Several studies have evaluated genetic adaptation of the MC1R gene for evidence of positive selection with conflicting results. Some studies suggested that purifying selection is present in Africa and that relaxation of functional constraint in non-African populations, instead of positive selection, is present[25, 27, 40]. On the other hand, most recent studies have found evidence of positive selection at other pigmentation genes. For example, Myles et al [2] found evidence for positive selection in the DCT gene among individuals of Chinese ancestry. In their study, MC1R interpretations were limited because of the different SNPs genotyped between the Perlegen and HapMap data sets studied. In a study of 118 putative skin pigmentation genes, data were consistent with positive selection in subjects from Europe (OCA2, TYRP1, and KITLG) and in Asians (DCT, EGFR, and DRD2)[38]. Unfortunately, MC1R could not be evaluated in that study due to ascertainment criteria. It was also suggested that at least weak, recent positive selection may be present in MC1R, based on the AF variability between CEPH Utah and East Asian HapMap samples[3]. Our data suggest that MC1R may be under positive selection in some populations, although additional studies are needed to further evaluate this finding.

Conclusion

This study further quantifies the degree of MC1R genetic variation, illustrates the complexity of this variation across numerous populations, and suggests that positive selection plays a role in European populations. Understanding of population-specific genetic variation in MC1R and the role it plays not just in skin pigmentation, but sun sensitivity and melanoma risk, has the potential to impact clinical care and public health.

Methods

AF data of MC1R SNPs from populations around the world were compiled as described [29], from twenty-two skin cancer case-control and population studies that fully sequenced MC1R in distinct populations. From the studies included in Gerstenblith et al [29], we restricted our analyses to those that included data from healthy, control individuals [7, 8, 16, 18, 19, 21, 22, 25, 27, 4047]. We excluded studies that noted only the presence of a SNP but not actual AFs [4, 48, 49], that measured AFs on family members [4, 9, 18], that were restricted to the extremes of hair and skin color phenotypes [6], or to ethnically diverse groups in which it was not possible to determine the AFs for each ethnic group [17]. In addition, the study of MC1R variants in individuals from Spain was also included [22]. Populations from Europe and the United States were identified as Caucasian individuals in these studies. European populations were combined based on geographic locations. Northern Europe consisted on subjects from Britain, France, and the Netherlands. Southern Europe consisted of subjects from Greece, Italy, and Spain. The populations and studies from which they were derived are shown in Table 1.

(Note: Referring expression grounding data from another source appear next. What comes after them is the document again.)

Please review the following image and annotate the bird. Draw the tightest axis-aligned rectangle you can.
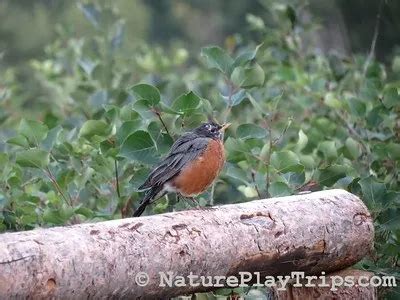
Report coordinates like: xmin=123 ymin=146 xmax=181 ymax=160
xmin=132 ymin=122 xmax=231 ymax=217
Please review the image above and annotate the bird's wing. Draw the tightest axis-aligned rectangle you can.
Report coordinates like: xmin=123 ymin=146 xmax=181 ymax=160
xmin=138 ymin=133 xmax=210 ymax=190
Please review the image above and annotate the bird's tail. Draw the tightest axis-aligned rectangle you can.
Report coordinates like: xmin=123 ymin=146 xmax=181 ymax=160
xmin=132 ymin=200 xmax=149 ymax=217
xmin=132 ymin=186 xmax=163 ymax=217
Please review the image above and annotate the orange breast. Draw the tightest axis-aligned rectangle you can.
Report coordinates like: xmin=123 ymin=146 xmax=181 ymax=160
xmin=172 ymin=139 xmax=225 ymax=197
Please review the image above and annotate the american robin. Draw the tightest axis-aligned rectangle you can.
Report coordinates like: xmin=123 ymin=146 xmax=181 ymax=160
xmin=133 ymin=122 xmax=230 ymax=217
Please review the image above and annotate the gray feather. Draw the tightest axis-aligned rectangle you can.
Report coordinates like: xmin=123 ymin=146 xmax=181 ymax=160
xmin=138 ymin=133 xmax=210 ymax=190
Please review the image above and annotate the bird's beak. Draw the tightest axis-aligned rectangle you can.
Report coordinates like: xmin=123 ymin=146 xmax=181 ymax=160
xmin=220 ymin=123 xmax=231 ymax=131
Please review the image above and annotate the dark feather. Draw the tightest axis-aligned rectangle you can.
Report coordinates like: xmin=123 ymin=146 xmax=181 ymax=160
xmin=133 ymin=185 xmax=164 ymax=217
xmin=138 ymin=133 xmax=210 ymax=190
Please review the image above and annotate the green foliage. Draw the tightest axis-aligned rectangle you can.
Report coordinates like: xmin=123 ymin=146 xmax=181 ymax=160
xmin=119 ymin=131 xmax=157 ymax=165
xmin=171 ymin=92 xmax=202 ymax=115
xmin=0 ymin=1 xmax=399 ymax=298
xmin=79 ymin=120 xmax=111 ymax=139
xmin=15 ymin=149 xmax=50 ymax=169
xmin=201 ymin=46 xmax=234 ymax=75
xmin=236 ymin=124 xmax=266 ymax=140
xmin=130 ymin=84 xmax=161 ymax=106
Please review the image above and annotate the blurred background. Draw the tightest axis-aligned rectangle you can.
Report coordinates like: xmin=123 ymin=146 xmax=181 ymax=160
xmin=1 ymin=0 xmax=399 ymax=68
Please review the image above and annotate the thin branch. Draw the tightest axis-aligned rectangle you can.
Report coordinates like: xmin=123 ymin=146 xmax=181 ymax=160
xmin=154 ymin=109 xmax=172 ymax=139
xmin=114 ymin=159 xmax=121 ymax=198
xmin=45 ymin=167 xmax=72 ymax=207
xmin=251 ymin=169 xmax=261 ymax=199
xmin=334 ymin=111 xmax=370 ymax=155
xmin=273 ymin=117 xmax=292 ymax=146
xmin=362 ymin=0 xmax=384 ymax=76
xmin=222 ymin=79 xmax=237 ymax=124
xmin=265 ymin=125 xmax=272 ymax=198
xmin=210 ymin=79 xmax=235 ymax=206
xmin=121 ymin=197 xmax=133 ymax=219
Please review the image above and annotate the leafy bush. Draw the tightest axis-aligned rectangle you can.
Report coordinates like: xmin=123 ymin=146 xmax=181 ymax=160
xmin=0 ymin=1 xmax=399 ymax=298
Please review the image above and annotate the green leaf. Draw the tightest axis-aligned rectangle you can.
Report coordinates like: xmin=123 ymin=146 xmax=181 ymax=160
xmin=246 ymin=14 xmax=265 ymax=30
xmin=237 ymin=185 xmax=258 ymax=198
xmin=129 ymin=83 xmax=160 ymax=106
xmin=236 ymin=123 xmax=266 ymax=140
xmin=231 ymin=63 xmax=265 ymax=88
xmin=118 ymin=130 xmax=157 ymax=164
xmin=89 ymin=90 xmax=108 ymax=109
xmin=247 ymin=92 xmax=265 ymax=115
xmin=346 ymin=98 xmax=366 ymax=117
xmin=18 ymin=119 xmax=48 ymax=145
xmin=104 ymin=104 xmax=120 ymax=121
xmin=132 ymin=100 xmax=155 ymax=120
xmin=159 ymin=102 xmax=182 ymax=115
xmin=366 ymin=105 xmax=384 ymax=127
xmin=78 ymin=58 xmax=97 ymax=75
xmin=225 ymin=164 xmax=249 ymax=184
xmin=220 ymin=89 xmax=248 ymax=107
xmin=233 ymin=44 xmax=263 ymax=67
xmin=282 ymin=172 xmax=305 ymax=187
xmin=171 ymin=91 xmax=201 ymax=115
xmin=328 ymin=54 xmax=347 ymax=80
xmin=148 ymin=122 xmax=174 ymax=154
xmin=359 ymin=176 xmax=386 ymax=207
xmin=74 ymin=207 xmax=94 ymax=218
xmin=286 ymin=5 xmax=297 ymax=28
xmin=296 ymin=130 xmax=308 ymax=151
xmin=269 ymin=182 xmax=292 ymax=197
xmin=43 ymin=208 xmax=66 ymax=225
xmin=299 ymin=154 xmax=316 ymax=169
xmin=120 ymin=104 xmax=141 ymax=121
xmin=382 ymin=87 xmax=399 ymax=108
xmin=225 ymin=137 xmax=247 ymax=162
xmin=201 ymin=46 xmax=234 ymax=75
xmin=0 ymin=153 xmax=8 ymax=169
xmin=99 ymin=140 xmax=118 ymax=158
xmin=230 ymin=89 xmax=247 ymax=106
xmin=7 ymin=135 xmax=29 ymax=148
xmin=324 ymin=92 xmax=342 ymax=108
xmin=317 ymin=165 xmax=347 ymax=187
xmin=117 ymin=120 xmax=142 ymax=145
xmin=16 ymin=149 xmax=50 ymax=169
xmin=387 ymin=143 xmax=400 ymax=160
xmin=41 ymin=125 xmax=62 ymax=151
xmin=271 ymin=151 xmax=304 ymax=173
xmin=344 ymin=137 xmax=361 ymax=159
xmin=79 ymin=120 xmax=111 ymax=138
xmin=77 ymin=3 xmax=100 ymax=28
xmin=318 ymin=141 xmax=338 ymax=160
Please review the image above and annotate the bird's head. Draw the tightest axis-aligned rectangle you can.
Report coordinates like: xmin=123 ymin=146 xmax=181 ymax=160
xmin=194 ymin=122 xmax=231 ymax=139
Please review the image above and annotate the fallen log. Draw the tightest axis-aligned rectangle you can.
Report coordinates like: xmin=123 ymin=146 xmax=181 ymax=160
xmin=0 ymin=189 xmax=374 ymax=299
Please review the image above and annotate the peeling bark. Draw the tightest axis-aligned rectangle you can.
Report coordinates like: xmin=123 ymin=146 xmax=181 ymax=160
xmin=0 ymin=189 xmax=374 ymax=299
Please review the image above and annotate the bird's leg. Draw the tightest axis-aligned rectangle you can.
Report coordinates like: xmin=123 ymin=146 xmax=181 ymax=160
xmin=177 ymin=193 xmax=200 ymax=207
xmin=188 ymin=196 xmax=199 ymax=206
xmin=176 ymin=194 xmax=182 ymax=203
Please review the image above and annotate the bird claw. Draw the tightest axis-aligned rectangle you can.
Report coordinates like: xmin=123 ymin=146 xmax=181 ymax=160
xmin=188 ymin=197 xmax=199 ymax=205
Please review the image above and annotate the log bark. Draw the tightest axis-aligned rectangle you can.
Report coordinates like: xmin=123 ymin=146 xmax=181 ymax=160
xmin=0 ymin=189 xmax=374 ymax=299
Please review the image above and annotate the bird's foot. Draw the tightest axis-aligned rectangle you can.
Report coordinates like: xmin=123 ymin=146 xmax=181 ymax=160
xmin=188 ymin=197 xmax=199 ymax=206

Genotype data files were created from AFs for each population (Table 2) and were then analyzed in DNAsp version 4.0 [50]. The 951 base pairs (bp) of coding MC1R sequence (NM_002386) was used as the template. Since data files were created from AFs, we were unable to assess the haplotype structure of MC1R. Analyses were performed that were not dependent on haplotype structure. Nucleotide diversity (π), the average number of nucleotide substitutions per site between two sequences, was calculated with the Jukes and Cantor correction [51]. Theta (θ), the population mutation parameter (two times the mutation rate per site per generation times the number of heritable units in the population), was calculated on a base pair basis from the total number of segregating sites (SNPs) under the no recombination model [52]. Genetic differentiation among populations was measured by FST[53]. Arlequin (v3.11) was used to determine Tajima's D statistic and Fu's FS test[54] under a neutral model with 1000 simulations [55, 56]. Other genes and corresponding estimates of population differentiation were selected for comparison with MC1R values [3336].